A Crash Course¶
binobj
allows you to create classes to declare the structure of binary files
or streams in a convenient object-oriented way. It supports a variety of field
types, and if you need something a bit more specialized you can always subclass
Field
or one of its subclasses to create the functionality
you need.
Plain Old Strings¶
Suppose you want to create an address book application in Python, and want to store people’s information in a file. Each person has a first name, a last name, and a phone number. You could do something like:
import binobj
from binobj import fields
class PersonInfo(binobj.Struct):
first_name = fields.String(size=8)
last_name = fields.String(size=8)
phone = fields.String(size=12) # Assuming a US phone number
A little explanation: PersonInfo
is a structure with first name and last
name ASCII strings that must be exactly eight bytes each, and a phone number that
must be exactly twelve digits. Not too flexible, but we’re just getting started.
Let’s save a contact to a file.
person = PersonInfo(first_name='James', last_name='Kirk', phone='817-555-9121')
# **Always* open files in binary mode!
with open('contacts.dat', 'wb') as fdesc:
person.to_stream(fdesc)
Unfortunately this will instantly crash:
binobj.errors.ValueSizeError: String(name='first_name') can't serialize value: Value doesn't fit into 8 bytes.
This is because James
is only five bytes long. Hm. We could pad the strings
with trailing spaces and remove the trailing spaces when loading a record. Let’s
try that.
person = PersonInfo(first_name='James ', last_name='Kirk ',
phone='817-555-9121')
with open('contacts.dat', 'wb') as fdesc:
person.to_stream(fdesc)
That worked! Let’s read the record back.
with open('contacts.dat', 'rb') as fdesc:
person = PersonInfo.from_stream(fdesc)
assert person.first_name == 'James '
assert person.last_name == 'Kirk '
Looks like we got our data back correctly.
Text and Encodings¶
binobj
allows you to specify the character encoding of strings individually.
Suppose you want to internationalize your app and make it handle names with
accents in them, or even in other writing systems.

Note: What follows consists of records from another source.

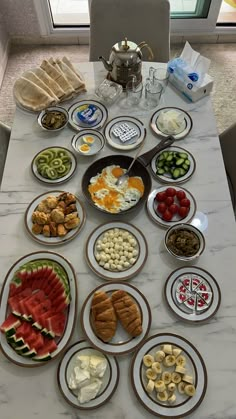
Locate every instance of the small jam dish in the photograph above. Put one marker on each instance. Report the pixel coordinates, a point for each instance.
(88, 142)
(54, 118)
(184, 241)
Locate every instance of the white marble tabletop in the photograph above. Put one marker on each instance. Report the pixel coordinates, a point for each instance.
(30, 393)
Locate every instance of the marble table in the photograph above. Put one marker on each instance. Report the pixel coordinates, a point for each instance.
(28, 393)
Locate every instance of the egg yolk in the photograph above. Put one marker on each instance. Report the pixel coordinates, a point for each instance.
(117, 172)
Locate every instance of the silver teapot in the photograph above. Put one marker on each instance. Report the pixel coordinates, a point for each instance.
(125, 61)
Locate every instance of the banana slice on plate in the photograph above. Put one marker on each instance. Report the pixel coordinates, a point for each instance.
(148, 360)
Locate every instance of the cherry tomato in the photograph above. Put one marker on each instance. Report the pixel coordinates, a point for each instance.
(170, 192)
(173, 208)
(169, 200)
(161, 196)
(167, 216)
(180, 195)
(185, 202)
(183, 211)
(161, 207)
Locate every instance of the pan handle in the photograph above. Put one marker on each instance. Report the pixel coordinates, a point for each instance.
(146, 158)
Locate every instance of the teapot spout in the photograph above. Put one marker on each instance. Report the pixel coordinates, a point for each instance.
(106, 64)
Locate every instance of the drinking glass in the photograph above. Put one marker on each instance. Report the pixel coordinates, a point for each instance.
(153, 93)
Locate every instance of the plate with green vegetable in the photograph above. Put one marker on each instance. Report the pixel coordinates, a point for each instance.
(54, 165)
(173, 165)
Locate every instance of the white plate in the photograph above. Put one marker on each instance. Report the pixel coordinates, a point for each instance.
(134, 124)
(77, 124)
(61, 179)
(72, 308)
(109, 381)
(152, 206)
(116, 275)
(98, 144)
(185, 300)
(195, 366)
(185, 129)
(122, 342)
(166, 178)
(53, 241)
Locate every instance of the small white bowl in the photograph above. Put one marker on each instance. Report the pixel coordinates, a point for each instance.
(95, 147)
(189, 228)
(53, 109)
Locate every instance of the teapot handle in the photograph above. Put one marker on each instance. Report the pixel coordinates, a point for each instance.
(144, 44)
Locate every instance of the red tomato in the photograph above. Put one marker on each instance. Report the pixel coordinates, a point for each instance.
(173, 208)
(185, 202)
(169, 200)
(170, 192)
(167, 216)
(161, 196)
(161, 207)
(180, 195)
(183, 211)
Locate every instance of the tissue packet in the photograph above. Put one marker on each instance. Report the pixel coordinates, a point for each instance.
(188, 74)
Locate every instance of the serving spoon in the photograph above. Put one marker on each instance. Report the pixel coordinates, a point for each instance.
(146, 157)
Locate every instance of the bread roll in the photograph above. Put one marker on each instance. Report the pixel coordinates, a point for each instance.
(127, 312)
(103, 316)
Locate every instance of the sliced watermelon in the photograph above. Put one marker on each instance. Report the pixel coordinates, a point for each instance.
(10, 325)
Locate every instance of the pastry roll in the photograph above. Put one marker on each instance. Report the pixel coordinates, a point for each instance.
(127, 312)
(103, 316)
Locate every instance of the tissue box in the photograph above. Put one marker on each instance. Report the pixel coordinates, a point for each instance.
(195, 93)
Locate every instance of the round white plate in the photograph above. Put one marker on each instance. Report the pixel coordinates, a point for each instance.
(152, 206)
(192, 294)
(133, 124)
(167, 178)
(98, 144)
(109, 381)
(72, 308)
(185, 129)
(122, 342)
(195, 366)
(116, 275)
(61, 179)
(53, 241)
(77, 124)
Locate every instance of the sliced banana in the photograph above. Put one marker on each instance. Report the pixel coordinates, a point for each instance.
(180, 370)
(177, 352)
(150, 374)
(150, 386)
(166, 377)
(176, 377)
(181, 361)
(160, 386)
(156, 367)
(169, 361)
(172, 399)
(171, 387)
(159, 356)
(187, 379)
(190, 390)
(148, 360)
(162, 396)
(181, 387)
(167, 349)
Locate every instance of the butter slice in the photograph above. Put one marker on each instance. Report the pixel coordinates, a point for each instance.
(89, 391)
(97, 366)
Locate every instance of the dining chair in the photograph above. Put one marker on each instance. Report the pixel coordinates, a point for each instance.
(5, 132)
(228, 147)
(138, 20)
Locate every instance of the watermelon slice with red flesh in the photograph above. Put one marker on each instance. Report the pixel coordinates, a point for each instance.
(41, 308)
(56, 323)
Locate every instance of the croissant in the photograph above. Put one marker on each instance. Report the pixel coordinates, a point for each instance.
(128, 313)
(103, 316)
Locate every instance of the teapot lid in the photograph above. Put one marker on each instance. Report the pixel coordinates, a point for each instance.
(125, 46)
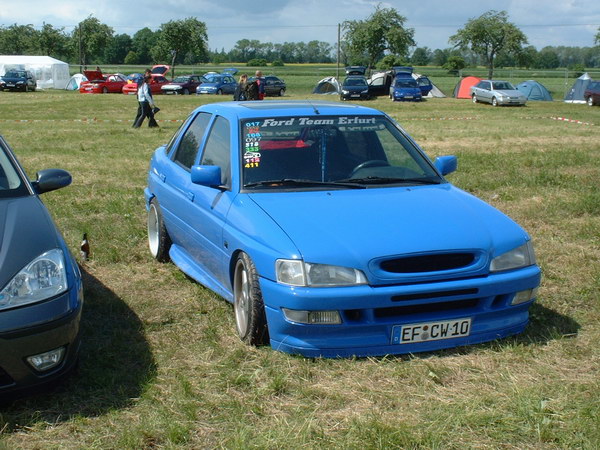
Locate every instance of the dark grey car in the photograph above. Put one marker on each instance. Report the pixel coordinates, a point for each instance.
(41, 292)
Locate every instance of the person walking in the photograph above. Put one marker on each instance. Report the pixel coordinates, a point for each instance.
(145, 104)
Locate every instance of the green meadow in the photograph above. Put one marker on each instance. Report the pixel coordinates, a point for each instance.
(162, 367)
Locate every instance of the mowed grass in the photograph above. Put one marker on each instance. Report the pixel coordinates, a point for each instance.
(162, 367)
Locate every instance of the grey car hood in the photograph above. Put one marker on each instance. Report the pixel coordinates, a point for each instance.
(26, 231)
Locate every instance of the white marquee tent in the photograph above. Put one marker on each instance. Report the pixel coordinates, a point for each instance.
(49, 72)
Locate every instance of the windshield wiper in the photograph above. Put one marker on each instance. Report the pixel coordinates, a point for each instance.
(300, 182)
(388, 180)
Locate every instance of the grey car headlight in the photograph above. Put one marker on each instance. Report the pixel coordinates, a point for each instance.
(42, 278)
(522, 256)
(298, 273)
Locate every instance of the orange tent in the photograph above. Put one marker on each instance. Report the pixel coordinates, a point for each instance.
(463, 87)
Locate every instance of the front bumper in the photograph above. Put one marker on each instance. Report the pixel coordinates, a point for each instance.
(17, 344)
(369, 314)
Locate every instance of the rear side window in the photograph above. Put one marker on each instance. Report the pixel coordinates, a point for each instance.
(186, 152)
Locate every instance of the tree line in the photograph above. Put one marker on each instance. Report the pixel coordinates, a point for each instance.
(380, 41)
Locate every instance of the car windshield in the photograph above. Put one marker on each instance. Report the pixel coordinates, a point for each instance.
(15, 74)
(11, 183)
(502, 85)
(355, 82)
(328, 151)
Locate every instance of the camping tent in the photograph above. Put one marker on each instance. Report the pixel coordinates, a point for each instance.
(463, 87)
(49, 72)
(75, 81)
(329, 85)
(575, 95)
(534, 90)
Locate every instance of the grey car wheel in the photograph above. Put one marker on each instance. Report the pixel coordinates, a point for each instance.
(250, 319)
(158, 238)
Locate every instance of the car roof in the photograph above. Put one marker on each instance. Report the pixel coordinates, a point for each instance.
(284, 108)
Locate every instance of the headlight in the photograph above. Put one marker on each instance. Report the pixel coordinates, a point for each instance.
(42, 278)
(298, 273)
(522, 256)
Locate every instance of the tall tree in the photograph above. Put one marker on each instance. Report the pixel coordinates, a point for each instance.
(178, 38)
(383, 31)
(488, 35)
(89, 40)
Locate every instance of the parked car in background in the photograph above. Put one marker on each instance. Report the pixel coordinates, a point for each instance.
(592, 93)
(183, 84)
(99, 83)
(405, 89)
(333, 234)
(355, 87)
(498, 93)
(18, 80)
(217, 84)
(158, 81)
(274, 86)
(41, 293)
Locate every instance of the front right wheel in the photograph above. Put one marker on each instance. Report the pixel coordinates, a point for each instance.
(250, 318)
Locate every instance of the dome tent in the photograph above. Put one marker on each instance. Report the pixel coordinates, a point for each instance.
(575, 95)
(49, 72)
(534, 90)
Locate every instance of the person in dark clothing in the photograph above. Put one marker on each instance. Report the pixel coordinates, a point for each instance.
(240, 90)
(146, 105)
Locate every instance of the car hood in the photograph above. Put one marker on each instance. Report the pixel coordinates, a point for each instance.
(354, 227)
(26, 231)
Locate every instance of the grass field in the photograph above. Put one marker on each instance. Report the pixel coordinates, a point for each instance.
(162, 367)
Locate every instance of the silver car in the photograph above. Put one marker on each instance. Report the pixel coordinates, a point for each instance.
(497, 93)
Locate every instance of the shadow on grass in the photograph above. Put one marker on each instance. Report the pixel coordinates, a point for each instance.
(115, 366)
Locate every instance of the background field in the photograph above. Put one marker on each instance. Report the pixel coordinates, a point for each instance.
(161, 365)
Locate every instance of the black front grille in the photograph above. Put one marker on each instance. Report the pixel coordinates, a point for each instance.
(399, 311)
(5, 379)
(428, 263)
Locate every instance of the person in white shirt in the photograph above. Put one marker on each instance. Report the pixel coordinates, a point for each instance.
(146, 104)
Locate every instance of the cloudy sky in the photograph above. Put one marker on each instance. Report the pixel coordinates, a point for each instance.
(552, 22)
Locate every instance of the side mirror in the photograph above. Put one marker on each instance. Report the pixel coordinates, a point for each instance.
(51, 179)
(206, 175)
(446, 164)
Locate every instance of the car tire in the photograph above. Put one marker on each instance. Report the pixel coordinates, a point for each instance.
(250, 319)
(158, 238)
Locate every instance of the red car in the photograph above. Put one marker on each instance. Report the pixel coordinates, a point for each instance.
(99, 83)
(158, 80)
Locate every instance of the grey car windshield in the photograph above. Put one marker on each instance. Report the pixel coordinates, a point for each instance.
(349, 150)
(11, 183)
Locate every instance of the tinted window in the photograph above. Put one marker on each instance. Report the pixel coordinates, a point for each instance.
(218, 149)
(191, 140)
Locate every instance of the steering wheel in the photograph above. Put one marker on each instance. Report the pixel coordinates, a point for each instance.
(369, 163)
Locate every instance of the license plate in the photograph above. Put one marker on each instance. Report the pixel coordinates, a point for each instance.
(431, 331)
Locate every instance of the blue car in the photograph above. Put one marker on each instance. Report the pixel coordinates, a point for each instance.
(333, 234)
(41, 293)
(218, 84)
(405, 89)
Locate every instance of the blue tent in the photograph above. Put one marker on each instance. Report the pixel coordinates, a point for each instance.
(534, 90)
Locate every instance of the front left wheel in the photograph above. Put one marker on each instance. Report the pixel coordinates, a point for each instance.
(250, 318)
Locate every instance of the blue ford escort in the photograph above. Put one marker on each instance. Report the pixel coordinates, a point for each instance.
(333, 234)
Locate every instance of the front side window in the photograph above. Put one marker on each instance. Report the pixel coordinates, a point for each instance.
(186, 152)
(218, 149)
(349, 150)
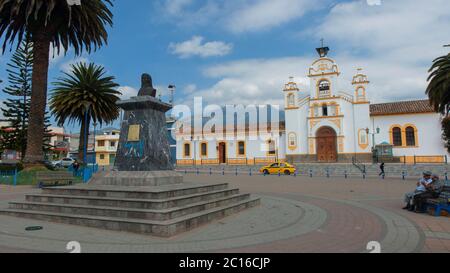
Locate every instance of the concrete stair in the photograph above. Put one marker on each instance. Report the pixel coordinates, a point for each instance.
(158, 211)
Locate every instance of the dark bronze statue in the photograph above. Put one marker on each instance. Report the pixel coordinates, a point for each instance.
(147, 86)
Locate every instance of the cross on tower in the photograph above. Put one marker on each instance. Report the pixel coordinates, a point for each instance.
(323, 51)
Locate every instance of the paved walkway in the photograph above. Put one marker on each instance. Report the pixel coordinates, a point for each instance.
(296, 215)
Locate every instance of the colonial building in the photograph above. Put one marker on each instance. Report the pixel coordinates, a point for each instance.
(106, 144)
(328, 123)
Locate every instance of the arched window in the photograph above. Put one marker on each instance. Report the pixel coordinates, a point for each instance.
(204, 149)
(316, 111)
(241, 148)
(363, 139)
(271, 148)
(410, 136)
(397, 137)
(360, 93)
(292, 140)
(187, 150)
(291, 100)
(325, 110)
(181, 130)
(324, 89)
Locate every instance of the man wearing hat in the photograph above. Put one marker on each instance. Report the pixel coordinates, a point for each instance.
(422, 187)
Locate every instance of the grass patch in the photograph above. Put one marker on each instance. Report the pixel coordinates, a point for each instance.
(28, 177)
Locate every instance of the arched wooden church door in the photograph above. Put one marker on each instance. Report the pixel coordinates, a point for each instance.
(326, 145)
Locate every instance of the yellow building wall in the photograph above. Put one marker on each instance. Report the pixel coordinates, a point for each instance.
(106, 159)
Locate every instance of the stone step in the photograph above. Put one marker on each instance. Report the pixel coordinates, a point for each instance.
(131, 203)
(135, 192)
(166, 228)
(160, 215)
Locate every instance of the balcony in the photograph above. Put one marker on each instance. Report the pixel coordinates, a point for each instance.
(108, 149)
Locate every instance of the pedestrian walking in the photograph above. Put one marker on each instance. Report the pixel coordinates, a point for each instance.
(382, 173)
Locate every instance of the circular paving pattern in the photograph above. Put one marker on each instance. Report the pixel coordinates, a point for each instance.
(283, 223)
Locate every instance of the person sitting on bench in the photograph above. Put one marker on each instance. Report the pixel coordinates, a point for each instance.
(433, 191)
(421, 188)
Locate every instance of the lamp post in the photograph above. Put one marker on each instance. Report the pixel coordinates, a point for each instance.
(86, 105)
(172, 89)
(376, 132)
(95, 146)
(195, 152)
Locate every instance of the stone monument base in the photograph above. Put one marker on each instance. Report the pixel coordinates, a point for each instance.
(137, 179)
(163, 211)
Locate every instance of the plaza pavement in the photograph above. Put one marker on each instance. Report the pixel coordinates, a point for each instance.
(297, 215)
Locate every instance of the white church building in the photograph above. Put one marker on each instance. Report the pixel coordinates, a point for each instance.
(326, 124)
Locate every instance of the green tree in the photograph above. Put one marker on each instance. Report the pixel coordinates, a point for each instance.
(439, 85)
(56, 23)
(17, 106)
(446, 132)
(86, 89)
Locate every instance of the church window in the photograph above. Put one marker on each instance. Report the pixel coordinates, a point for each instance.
(241, 148)
(363, 140)
(325, 111)
(360, 94)
(187, 150)
(410, 136)
(332, 110)
(204, 149)
(272, 148)
(397, 137)
(316, 111)
(292, 140)
(324, 89)
(291, 100)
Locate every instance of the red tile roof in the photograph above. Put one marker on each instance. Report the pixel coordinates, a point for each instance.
(400, 108)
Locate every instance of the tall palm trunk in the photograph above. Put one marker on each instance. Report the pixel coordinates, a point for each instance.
(36, 127)
(83, 137)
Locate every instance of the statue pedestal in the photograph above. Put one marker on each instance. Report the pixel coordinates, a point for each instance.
(143, 155)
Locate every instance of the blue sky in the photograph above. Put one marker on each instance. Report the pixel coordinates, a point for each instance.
(243, 51)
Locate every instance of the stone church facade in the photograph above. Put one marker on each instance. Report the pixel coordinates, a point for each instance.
(327, 124)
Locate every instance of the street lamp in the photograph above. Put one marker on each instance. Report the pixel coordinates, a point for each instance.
(87, 106)
(195, 152)
(95, 145)
(376, 132)
(172, 89)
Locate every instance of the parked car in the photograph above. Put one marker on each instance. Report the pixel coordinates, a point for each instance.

We can change the strings to
be UTF-8:
class PersonInfo(binobj.Struct):
first_name = fields.String(size=8, encoding='utf-8')
last_name = fields.String(size=8, encoding='utf-8')
phone = fields.String(size=12)
person = PersonInfo(first_name='Renée ', last_name='Duchamp ',
phone='123-456-7890')
assert bytes(person) == b'Ren\xc3\xa9e Duchamp 123-456-7890'
Note
Be careful with multibyte encodings! The size
argument specifies the size
of the field in bytes, not characters!
Variable-Length Fields¶
It can get a bit tedious to remember to pad strings with spaces just so we can
save the file without errors. Also: what happens if you need to store info for
someone with a long last name like O’Shaughnessy or Ramachandran? We could use a
variable-length string, like StringZ
. This
stores a string with a null byte to signal the end, like in C.
class PersonInfo(binobj.Struct):
first_name = fields.StringZ(encoding='utf-8')
last_name = fields.StringZ(encoding='utf-8')
phone = fields.StringZ() # Allow international phone numbers!
with open('contacts.dat', 'wb+') as fdesc:
person = PersonInfo(first_name='Benjamin', last_name='Sisko',
phone='415-555-8570')
person.to_stream(fdesc)
# You can reuse structs if you like, they're mutable.
person.first_name = 'James'
person.last_name = 'Kirk'
person.phone = '817-555-9121'
person.to_stream(fdesc)
Arrays¶
Let’s add a new feature to allow people to have two phone numbers. You can use
an Array
for this.
class PersonInfo(binobj.Struct):
first_name = fields.StringZ(encoding='utf-8')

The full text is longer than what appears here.